Burns v. Com.

688 S.E.2d 263, 279 Va. 243
CourtSupreme Court of Virginia
DecidedJanuary 15, 2010
Docket090863
StatusPublished
Cited by7 cases

This text of 688 S.E.2d 263 (Burns v. Com.) is published on Counsel Stack Legal Research, covering Supreme Court of Virginia primary law. Counsel Stack provides free access to over 12 million legal documents including statutes, case law, regulations, and constitutions.

Bluebook
Burns v. Com., 688 S.E.2d 263, 279 Va. 243 (Va. 2010).

Opinion

688 S.E.2d 263 (2010)

William Joseph BURNS
v.
COMMONWEALTH of Virginia.

Record No. 090863.

Supreme Court of Virginia.

January 15, 2010.

*264 James G. Connell III (Jonathan P. Sheldon; Devine, Connell, Sheldon & Flood, on briefs), for appellant.
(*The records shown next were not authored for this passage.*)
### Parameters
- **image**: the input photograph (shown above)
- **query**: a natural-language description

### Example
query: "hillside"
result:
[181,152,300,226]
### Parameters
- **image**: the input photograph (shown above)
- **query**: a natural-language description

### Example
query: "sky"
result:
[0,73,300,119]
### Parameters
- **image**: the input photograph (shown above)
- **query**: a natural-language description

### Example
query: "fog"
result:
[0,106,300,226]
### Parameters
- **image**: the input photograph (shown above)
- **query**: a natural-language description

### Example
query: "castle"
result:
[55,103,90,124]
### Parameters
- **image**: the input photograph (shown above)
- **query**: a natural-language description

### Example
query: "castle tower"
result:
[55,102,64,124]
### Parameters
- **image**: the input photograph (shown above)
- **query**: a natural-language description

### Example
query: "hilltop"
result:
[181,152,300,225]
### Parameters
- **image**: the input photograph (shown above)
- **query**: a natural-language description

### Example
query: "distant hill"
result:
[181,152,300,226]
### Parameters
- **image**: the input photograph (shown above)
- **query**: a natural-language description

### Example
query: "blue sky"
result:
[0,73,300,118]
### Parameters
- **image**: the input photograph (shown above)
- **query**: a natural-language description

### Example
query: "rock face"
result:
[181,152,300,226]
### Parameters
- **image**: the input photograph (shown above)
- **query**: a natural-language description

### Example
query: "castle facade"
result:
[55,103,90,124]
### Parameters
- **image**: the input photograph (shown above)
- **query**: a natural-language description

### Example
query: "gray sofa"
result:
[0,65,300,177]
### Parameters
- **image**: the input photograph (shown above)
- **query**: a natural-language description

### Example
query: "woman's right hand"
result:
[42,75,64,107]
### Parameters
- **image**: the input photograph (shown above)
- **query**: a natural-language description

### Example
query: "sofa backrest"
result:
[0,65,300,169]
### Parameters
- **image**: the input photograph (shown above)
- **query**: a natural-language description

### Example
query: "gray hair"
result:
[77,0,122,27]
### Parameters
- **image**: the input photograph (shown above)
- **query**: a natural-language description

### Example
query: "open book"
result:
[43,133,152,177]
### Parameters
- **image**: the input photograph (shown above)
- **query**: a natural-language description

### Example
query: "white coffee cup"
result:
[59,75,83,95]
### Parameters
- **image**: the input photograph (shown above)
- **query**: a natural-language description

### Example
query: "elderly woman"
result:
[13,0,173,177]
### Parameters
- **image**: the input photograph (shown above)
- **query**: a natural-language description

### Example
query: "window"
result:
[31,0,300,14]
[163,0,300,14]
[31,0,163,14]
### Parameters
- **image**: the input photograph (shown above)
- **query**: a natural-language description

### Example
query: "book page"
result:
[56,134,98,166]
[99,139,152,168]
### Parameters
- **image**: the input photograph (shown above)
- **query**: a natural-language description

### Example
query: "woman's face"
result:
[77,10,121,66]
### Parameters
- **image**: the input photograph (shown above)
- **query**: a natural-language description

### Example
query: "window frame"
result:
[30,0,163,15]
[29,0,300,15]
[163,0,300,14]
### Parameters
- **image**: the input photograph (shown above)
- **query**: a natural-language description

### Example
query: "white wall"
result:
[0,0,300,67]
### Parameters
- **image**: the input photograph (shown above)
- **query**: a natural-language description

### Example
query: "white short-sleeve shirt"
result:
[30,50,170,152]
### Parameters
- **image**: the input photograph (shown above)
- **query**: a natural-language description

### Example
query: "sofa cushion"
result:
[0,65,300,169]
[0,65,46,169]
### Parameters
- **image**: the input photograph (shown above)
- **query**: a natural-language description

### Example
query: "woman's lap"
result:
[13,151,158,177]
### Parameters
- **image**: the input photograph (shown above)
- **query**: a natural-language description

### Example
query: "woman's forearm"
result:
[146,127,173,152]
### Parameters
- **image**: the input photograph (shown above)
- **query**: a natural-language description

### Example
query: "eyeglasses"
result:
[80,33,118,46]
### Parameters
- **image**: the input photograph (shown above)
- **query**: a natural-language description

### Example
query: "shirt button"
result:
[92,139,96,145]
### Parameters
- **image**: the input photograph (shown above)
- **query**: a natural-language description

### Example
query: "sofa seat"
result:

Katherine B. Burnett, Senior Assistant Attorney General; (William C. Mims, Attorney General; Jerry P. Slonaker, Senior Assistant Attorney General; Paul B. Ebert, Commonwealth's Attorney; James A. Willett, Assistant Commonwealth's Attorney, on brief), for appellee.

Amici Curiae: National Association for the Dually Diagnosed; ARC of Virginia (George A. Somerville; Troutman Sanders, Richmond, on brief), in support of appellant.

Present: HASSELL, C.J., KEENAN, KOONTZ, KINSER, LEMONS, and GOODWYN, JJ., and RUSSELL, S.J.

OPINION BY Justice S. BERNARD GOODWYN.

In this appeal we consider whether the circuit court erred in granting summary judgment to the Commonwealth in a proceeding remanded to the circuit court, pursuant to Code § 8.01-654.2, for determination of a claim of mental retardation by a person sentenced to death for a capital offense.

Background and Material Proceedings Below

The Circuit Court of Shenandoah County convicted Burns of capital murder, among other crimes, and sentenced him to death. This Court upheld Burns' capital conviction and sentence on direct appeal. Burns v. Commonwealth, 261 Va. 307, 541 S.E.2d 872 (2001).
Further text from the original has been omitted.